That afternoon, Coviello printed an open letter to RSA’s prospects on the corporate’s web site. “Lately, our safety methods recognized a particularly refined cyberattack in progress,” the letter learn. “Whereas right now we’re assured that the data extracted doesn’t allow a profitable direct assault on any of our RSA SecurID prospects, this info may probably be used to cut back the effectiveness of a present two-factor authentication implementation as a part of a broader assault,” the letter continued—considerably downplaying the disaster.
In Bedford, Castignola was given a convention room and the authority to ask for as many volunteers from the corporate as he wanted. A rotating group of practically 90 staffers started the weeks-long, day-and-night technique of arranging one-on-one cellphone calls with each buyer. They labored from a script, strolling prospects via protecting measures like including or lengthening a PIN quantity as a part of their SecurID logins, to make them tougher for hackers to copy. Castignola remembers strolling down the halls of the constructing at 10 pm and listening to calls on speaker telephones behind each closed door. In lots of instances prospects had been shouting. Castignola, Curry, and Coviello every did a whole lot of these calls; Curry started to joke that his title was “chief apology officer.”
On the similar time, paranoia was starting to take maintain within the firm. The primary night time after the announcement, Castignola remembers strolling by a wiring closet and seeing an absurd variety of folks strolling out of it, way over he imagined may have ever match. “Who’re these folks?” he requested one other close by government. “That’s the federal government,” the chief responded vaguely.
In truth, by the point Castignola had landed in Massachusetts, each the NSA and the FBI had been referred to as to assist the corporate’s investigation, as had protection contractor Northrop Grumman and incident response agency Mandiant. (By probability, workers of Mandiant had already been on-site previous to the breach, putting in safety sensor gear on RSA’s community.)
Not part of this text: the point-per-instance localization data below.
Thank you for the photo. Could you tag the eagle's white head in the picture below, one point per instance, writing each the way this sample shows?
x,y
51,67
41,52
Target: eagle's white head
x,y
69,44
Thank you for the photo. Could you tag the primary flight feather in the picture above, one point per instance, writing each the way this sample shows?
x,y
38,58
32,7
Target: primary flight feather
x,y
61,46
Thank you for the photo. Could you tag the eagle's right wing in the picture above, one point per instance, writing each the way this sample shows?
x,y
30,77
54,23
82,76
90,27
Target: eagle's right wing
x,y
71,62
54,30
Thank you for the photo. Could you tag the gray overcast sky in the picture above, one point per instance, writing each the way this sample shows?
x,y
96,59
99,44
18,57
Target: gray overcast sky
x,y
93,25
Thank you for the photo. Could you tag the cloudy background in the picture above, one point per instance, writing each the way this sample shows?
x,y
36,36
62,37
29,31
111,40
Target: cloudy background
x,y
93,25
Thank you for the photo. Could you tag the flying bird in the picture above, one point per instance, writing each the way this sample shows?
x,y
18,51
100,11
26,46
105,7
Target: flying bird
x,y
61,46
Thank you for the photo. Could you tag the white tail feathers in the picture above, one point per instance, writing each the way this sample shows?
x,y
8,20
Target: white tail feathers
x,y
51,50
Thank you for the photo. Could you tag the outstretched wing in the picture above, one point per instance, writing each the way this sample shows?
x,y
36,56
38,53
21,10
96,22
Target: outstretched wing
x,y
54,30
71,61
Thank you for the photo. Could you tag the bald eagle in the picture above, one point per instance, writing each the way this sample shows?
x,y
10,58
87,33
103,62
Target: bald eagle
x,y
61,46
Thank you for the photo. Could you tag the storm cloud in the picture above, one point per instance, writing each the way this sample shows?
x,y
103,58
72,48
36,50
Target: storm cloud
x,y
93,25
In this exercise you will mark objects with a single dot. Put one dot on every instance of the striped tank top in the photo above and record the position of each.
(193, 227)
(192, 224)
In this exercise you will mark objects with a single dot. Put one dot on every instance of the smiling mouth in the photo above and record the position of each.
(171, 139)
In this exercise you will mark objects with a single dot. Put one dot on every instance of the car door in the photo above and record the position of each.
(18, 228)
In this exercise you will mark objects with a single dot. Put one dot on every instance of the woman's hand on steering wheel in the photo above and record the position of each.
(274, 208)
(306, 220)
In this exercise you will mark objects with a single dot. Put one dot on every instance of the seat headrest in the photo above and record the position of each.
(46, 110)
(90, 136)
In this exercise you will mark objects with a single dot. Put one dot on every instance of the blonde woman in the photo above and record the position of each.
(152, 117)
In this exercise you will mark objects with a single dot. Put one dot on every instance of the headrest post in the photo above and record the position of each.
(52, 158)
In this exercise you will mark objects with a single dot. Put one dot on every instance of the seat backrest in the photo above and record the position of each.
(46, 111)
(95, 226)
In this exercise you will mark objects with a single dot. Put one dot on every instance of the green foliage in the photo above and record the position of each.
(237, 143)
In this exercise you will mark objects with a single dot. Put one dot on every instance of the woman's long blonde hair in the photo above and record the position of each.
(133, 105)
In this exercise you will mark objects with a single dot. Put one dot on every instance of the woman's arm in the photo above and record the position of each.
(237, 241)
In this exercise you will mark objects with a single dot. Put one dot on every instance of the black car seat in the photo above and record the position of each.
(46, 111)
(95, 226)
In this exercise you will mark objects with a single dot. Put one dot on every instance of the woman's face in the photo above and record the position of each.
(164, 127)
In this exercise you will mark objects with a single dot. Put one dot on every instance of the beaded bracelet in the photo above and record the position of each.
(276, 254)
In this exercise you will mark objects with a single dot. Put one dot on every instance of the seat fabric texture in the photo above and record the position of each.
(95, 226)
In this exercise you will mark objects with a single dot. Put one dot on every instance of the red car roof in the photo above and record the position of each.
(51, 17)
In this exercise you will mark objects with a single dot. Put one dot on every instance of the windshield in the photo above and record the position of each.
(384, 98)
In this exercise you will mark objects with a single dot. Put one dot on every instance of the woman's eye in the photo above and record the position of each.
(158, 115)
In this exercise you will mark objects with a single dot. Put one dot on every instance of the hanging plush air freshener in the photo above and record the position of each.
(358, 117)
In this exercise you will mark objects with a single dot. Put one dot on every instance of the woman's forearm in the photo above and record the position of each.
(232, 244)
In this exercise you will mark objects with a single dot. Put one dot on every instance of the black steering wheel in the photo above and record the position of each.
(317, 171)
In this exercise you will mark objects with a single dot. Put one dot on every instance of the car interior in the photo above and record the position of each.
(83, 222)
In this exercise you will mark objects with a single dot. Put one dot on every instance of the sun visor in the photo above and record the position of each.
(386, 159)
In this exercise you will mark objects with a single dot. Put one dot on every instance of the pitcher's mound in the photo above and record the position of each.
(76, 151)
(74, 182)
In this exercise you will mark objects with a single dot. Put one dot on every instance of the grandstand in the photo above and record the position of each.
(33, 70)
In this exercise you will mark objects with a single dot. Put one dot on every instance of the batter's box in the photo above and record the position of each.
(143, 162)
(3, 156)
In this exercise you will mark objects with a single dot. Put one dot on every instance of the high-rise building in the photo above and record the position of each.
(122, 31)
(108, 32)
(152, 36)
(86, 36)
RSA workers started to take drastic measures. Nervous that their cellphone system is perhaps compromised, the corporate switched carriers, shifting from AT&T to Verizon telephones. Executives, not trusting even the brand new telephones, held conferences in particular person and shared paper copies of paperwork. The FBI, fearing an confederate in RSA’s ranks due to the obvious degree of information the intruders appeared to have of firm methods, began doing background checks. “I made positive that each one members of the workforce—I do not care who they had been, what fame they’d—had been investigated, as a result of you must make certain,” Duane says.
The home windows of some executives’ places of work and convention rooms had been lined in layers of butcher paper, to stop laser microphone surveillance—a long-distance eavesdropping approach that picks up conversations from vibrations in window panes—by imagined spies within the surrounding woods. The constructing was swept for bugs. A number of executives insisted that they did discover hidden listening units—although some had been so previous that their batteries had been lifeless. It was by no means clear if these bugs had any relation to the breach.
In the meantime, RSA’s safety workforce and the investigators introduced in to assist had been “tearing the home right down to the studs,” as Curry put it. In each a part of the community that the hackers touched, he says, they scrubbed the contents of doubtless compromised machines—and even ones adjoining to them. “We bodily went round and, if there was a field they had been on, it received wiped,” Curry says. “For those who misplaced information, too dangerous.”